Sem anos de solidão

Internacional

Eu podia contar-vos tantas coisas dessa terra que nunca pisei mas da qual tanto me falaram. Desse país com nome de conquistador onde os seus habitantes nunca se vergaram ante a opressão. Da Colômbia em que a oligarquia rasga as veias de um povo que nunca deixou de amar no meio da cólera de todos os tempos. Foi para arrancar essa terra e essa gente do silêncio podre que Gabriel García Márquez nos trouxe Macondo. É que Gabo nunca escondeu que pouco recorreu à imaginação. O que lhe custava era a invenção de recursos para fazer da realidade algo verosímil.

Cobiçado pelas elites políticas para fotografias de circunstância, Gabriel García Márquez nunca deixou de estar ao lado do seu amigo Fidel Castro. Muitas décadas antes, quando ambos eram estudantes universitários e sem saberem da existência do outro, participaram na revolta que sucedeu ao assassinato do candidato presidencial Jorge Eliécer Gaitán. Depois da revolução cubana, Gabo não hesitou em participar na construção da agência de notícias Prensa Latina.

Por isso, e sabendo que cabe ao leitor apropriar-se das palavras para construir um mundo que não é repetível senão na sua cabeça, Macondo pode ser quase tudo. Só não pode ser é travestido pelas homenagens descomprometidas de quem quiser apagar o massacre contra os trabalhadores da bananeira United Fruit Company ou o fuzilamento de tantos liberais como Aureliano Buendía. Ou que a paixão das mulheres e homens livres não é compatível com os altos muros do conservadorismo. E que a guerra pode muita coisa mas o amor pode sempre mais.

Também para mim o mundo era tão recente que muitas coisas careciam de nome e para mencioná-las precisava de apontar-lhes o dedo. Fui um dos muitos que perderam noites de sono para caminhar ao lado do Gabo. Não teria mais do que doze anos quando um dos meus tios me ofereceu num aniversário o Cem Anos de Solidão. Essa edição de que me alimentei durante dias desapareceu nesse cemitério onde jazem todos os livros que se emprestam.

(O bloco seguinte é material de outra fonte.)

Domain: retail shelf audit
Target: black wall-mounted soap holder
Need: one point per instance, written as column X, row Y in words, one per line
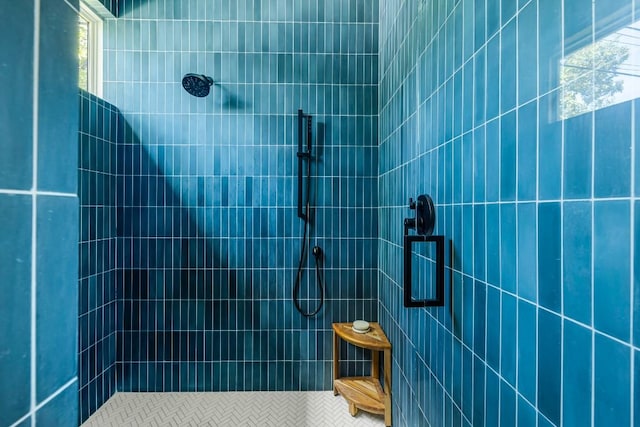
column 423, row 223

Foi Gabriel García Márquez que me fez atravessar o oceano e com a imaginação pisar pela primeira vez a América Latina. Acrescentou-me ao meu pequeno mundo adolescente, novos mundos e, de certa forma, deu sentido a coisas que começavam a germinar em mim e que eu não compreendia. Num tempo em que sem internet tudo demorava mais a descobrir, e por isso conhecer sabia ainda melhor, Che Guevara parecia-me uma personagem plausível de aparecer nas páginas do meu escritor preferido. E durante muito tempo, acompanhava sofregamente todas as notícias que chegavam do sequestro da Embaixada do Japão, em Lima, pelos guerrilheiros do Movimento Revolucionário Tupac Amaru. Era como se tudo fizesse parte do mesmo mundo. Do mundo dos livros do Gabo.

A genialidade de García Márquez é produto dessa terra regada pelo sangue de milhares de colombianos. Mais do que debater sobre a originalidade da sua obra e até do realismo mágico – que teve antecessores como Alejo Carpentier – há que olhar para o essencial e perceber que do que Gabriel García Márquez denunciou, boa parte continua intacta na América Latina. Às nossas casas continua a chegar fruta da companhia norte-americana Chiquita arrancada às bananeiras colombianas com o mesmo cheiro a morte que se despega das páginas de Cem Anos de Solidão. E não é por acaso que o pai de Macondo e filho de Aracataca nunca escondeu a sua simpatia pela insurgência colombiana. É que daquelas metralhadoras continua a fluir a mesma esperança que transportavam os combatentes liberais.

Entre a cumbia e o vallenato, com o sangue quente do calor caribenho, o homem que um dia veio a Portugal sentir a revolução, e dizer-nos que estávamos para a Europa como a América Latina para os Estados Unidos, continuará a iluminar-nos através da literatura e do jornalismo. Por isso, e porque as suas personagens continuam vivas, o Gabo viverá entre nós sem anos de solidão.